Casanova – Inbegriff des Frauenflüsterers. Ein Meister des schnellen Flirts, der Verführung ohne viele Worte, aber leider auch ein treuloser Schurke. Während Djangos Weg von Leichen gepflastert ist, kennzeichnen gebrochene Herzen den des Casanovas. Ihm gilt die erfolgreiche Eroberung einer Frau als ultimatives Ziel, nicht als Beginn einer wunderbaren Romanze oder gar einer festen Beziehung. Ist dieses Ziel erreicht, verliert er schnell das Interesse am weiblichen Gegenüber und zieht seiner Wege. So, oder so ähnlich, lässt sich die landläufige Beschreibung eines Casanovas zusammenfassen. Sein altertümlicher Name wird mittlerweile auch gerne durch modernere Varianten ersetzt: Playboy, Herzensbrecher, Frauenheld, Schwerenöter oder (der letzte Schrei) Womanizer.

Versuchen wir dem Phänomen Casanova einmal auf den Grund zu gehen. Namensgeber ist der venezianische Schriftsteller und Abenteurer Giacomo Girolamo Casanova. Um sein äußerst bewegtes Leben im 18. Jahrhundert ranken sich zahlreiche Mythen. Insbesondere seine magische Anziehungskraft auf das weibliche Geschlecht liefert ausreichend Stoff für zahlreiche Bücher und Filme, die sein Leben in schillernden Farben nacherzählen. Dabei war Casanova eine eher durchschnittliche Erscheinung. In der letzten Verfilmung von 2005 hat Hollywood mit Heath Ledger als Casanova die Realität wohl etwas geschönt. Aber für derartige Nachbesserungen ist die Traumfabrik ja bekannt. Das (vor allem weibliche) Publikum will ja auch was fürs Auge.

Der Sohn einer Schauspielerfamilie verbrachte einen Großteil seines Lebens auf Reisen. Das klingt schön romantisch, aber die historischen Fakten belegen, dass es sich bei diesen Reisen um eine Flucht gehandelt hat. Nachdem ihn die venezianische Staatsinquisition wegen nicht näher belegter Vergehen einsperren ließ, gelang ihm nach fünfzehnmonatiger Haft ein spektakulärer Ausbruch aus den Bleikellern Venedigs. Auf der nachfolgenden Flucht kreuz und quer durch Europa war er ein gerngesehener Gast in den adligen Salons. Es kam zu diversen Duellen, Verbannung aus mehreren Ländern und erneuter Flucht. Er arbeitete als Lotteriedirektor in Paris, veröffentlichte eine Beschreibung seiner Gefängnisflucht und wurde schließlich aufgrund guter Beziehungen in Venedig begnadigt. Über all diese Abenteuer hat Casanova ausführlich geschrieben: Seine Memoiren mit dem Titel „Geschichte meines Lebens“ umfassen zwölf Bände (4.500 Seiten), die in 20 Sprachen übersetzt wurden. Neben diesen Schilderungen seines Lebens hat Casanova 43 weitere literarische Werke veröffentlicht.

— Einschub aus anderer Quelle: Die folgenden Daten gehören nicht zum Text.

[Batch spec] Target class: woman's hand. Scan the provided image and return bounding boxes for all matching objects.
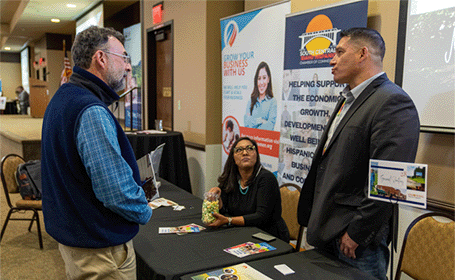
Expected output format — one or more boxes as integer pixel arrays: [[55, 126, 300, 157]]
[[207, 213, 229, 228], [209, 187, 221, 196]]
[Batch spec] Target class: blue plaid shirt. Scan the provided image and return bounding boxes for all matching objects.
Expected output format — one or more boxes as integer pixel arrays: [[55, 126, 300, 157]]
[[76, 106, 152, 224]]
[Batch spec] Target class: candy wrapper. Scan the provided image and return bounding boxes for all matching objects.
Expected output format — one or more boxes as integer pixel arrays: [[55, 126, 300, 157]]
[[201, 192, 220, 224]]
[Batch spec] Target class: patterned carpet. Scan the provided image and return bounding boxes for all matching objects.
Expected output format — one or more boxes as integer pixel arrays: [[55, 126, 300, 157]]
[[0, 183, 66, 280]]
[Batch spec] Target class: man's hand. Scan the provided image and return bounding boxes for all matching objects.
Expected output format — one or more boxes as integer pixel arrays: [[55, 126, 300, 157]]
[[340, 232, 359, 259], [207, 213, 229, 228]]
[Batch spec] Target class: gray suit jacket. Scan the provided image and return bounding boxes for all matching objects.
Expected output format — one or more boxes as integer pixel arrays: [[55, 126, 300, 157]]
[[298, 74, 420, 247]]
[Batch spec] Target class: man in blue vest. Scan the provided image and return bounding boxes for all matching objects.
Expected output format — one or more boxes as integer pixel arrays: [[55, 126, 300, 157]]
[[41, 26, 152, 279]]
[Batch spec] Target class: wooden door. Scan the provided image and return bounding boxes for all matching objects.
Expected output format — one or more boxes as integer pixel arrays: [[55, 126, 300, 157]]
[[147, 22, 174, 131], [29, 78, 50, 118]]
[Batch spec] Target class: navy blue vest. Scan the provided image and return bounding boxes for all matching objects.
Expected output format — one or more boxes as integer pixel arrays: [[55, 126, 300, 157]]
[[41, 67, 141, 248]]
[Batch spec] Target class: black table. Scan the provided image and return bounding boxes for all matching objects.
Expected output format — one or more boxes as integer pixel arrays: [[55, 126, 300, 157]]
[[180, 250, 376, 280], [133, 180, 292, 279], [126, 131, 191, 193]]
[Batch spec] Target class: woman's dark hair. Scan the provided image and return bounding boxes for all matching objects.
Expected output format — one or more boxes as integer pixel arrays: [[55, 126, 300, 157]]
[[226, 120, 234, 130], [218, 137, 261, 193], [250, 61, 273, 114]]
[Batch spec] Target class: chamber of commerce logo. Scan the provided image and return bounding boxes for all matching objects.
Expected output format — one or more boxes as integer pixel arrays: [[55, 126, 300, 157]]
[[224, 20, 239, 47], [299, 15, 341, 60]]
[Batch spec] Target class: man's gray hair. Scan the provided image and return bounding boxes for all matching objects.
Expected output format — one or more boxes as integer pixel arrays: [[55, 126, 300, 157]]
[[71, 26, 125, 69]]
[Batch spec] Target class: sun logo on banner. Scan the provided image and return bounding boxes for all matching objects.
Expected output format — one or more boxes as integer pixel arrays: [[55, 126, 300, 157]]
[[299, 15, 341, 56], [224, 20, 239, 47]]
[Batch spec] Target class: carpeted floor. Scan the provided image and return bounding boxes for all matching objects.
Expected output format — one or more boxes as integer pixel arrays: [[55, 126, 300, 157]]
[[0, 183, 66, 280]]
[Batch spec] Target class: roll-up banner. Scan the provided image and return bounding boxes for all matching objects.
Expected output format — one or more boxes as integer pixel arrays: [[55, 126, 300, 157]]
[[220, 1, 291, 174], [277, 1, 368, 185]]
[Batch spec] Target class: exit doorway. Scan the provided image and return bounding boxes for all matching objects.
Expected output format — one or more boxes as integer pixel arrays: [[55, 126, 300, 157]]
[[147, 21, 174, 131]]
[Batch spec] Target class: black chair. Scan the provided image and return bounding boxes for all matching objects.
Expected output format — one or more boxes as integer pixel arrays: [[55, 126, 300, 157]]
[[0, 154, 43, 249]]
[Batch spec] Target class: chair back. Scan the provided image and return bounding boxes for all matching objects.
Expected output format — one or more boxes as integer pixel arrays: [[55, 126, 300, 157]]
[[280, 183, 303, 251], [0, 154, 25, 208], [395, 213, 455, 280]]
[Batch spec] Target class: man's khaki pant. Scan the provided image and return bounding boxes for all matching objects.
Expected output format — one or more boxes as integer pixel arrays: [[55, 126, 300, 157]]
[[58, 240, 136, 280]]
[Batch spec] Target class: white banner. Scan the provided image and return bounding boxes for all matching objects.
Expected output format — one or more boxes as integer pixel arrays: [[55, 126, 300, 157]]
[[220, 1, 291, 174]]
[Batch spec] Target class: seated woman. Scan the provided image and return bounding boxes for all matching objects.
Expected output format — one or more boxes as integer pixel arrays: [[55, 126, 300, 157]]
[[208, 137, 289, 242]]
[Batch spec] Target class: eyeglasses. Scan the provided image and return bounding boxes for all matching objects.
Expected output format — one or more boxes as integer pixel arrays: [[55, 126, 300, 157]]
[[234, 146, 256, 154], [102, 50, 131, 64]]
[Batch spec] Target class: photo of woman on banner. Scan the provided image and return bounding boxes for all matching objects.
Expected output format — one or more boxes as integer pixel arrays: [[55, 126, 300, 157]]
[[244, 62, 277, 130]]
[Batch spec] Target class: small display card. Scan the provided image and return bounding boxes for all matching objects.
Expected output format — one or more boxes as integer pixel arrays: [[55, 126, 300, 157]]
[[368, 159, 428, 209]]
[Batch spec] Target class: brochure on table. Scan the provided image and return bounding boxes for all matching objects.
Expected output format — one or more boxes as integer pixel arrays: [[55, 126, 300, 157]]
[[368, 159, 428, 209], [224, 242, 276, 258], [158, 223, 205, 234], [191, 263, 272, 280], [137, 143, 166, 200]]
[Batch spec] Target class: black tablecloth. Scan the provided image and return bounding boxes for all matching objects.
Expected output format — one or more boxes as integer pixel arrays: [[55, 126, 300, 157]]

Wie viel Casanova steckt in uns?

Soweit zum historischen Vorbild. Ausschlaggebend für Casanovas Ruf als großer Verführer sind zweifellos seine recht offenherzigen Beschreibungen diverser Liebschaften. Wenn man seinen Worten Glauben schenkt, beläuft sich die Zahl seiner Eroberungen auf 122. Ob das nun viel oder wenig ist, mag jeder für sich selbst entscheiden. Für Casanova hat es auf jeden Fall zum „nicht-vergessen-werden“ gereicht.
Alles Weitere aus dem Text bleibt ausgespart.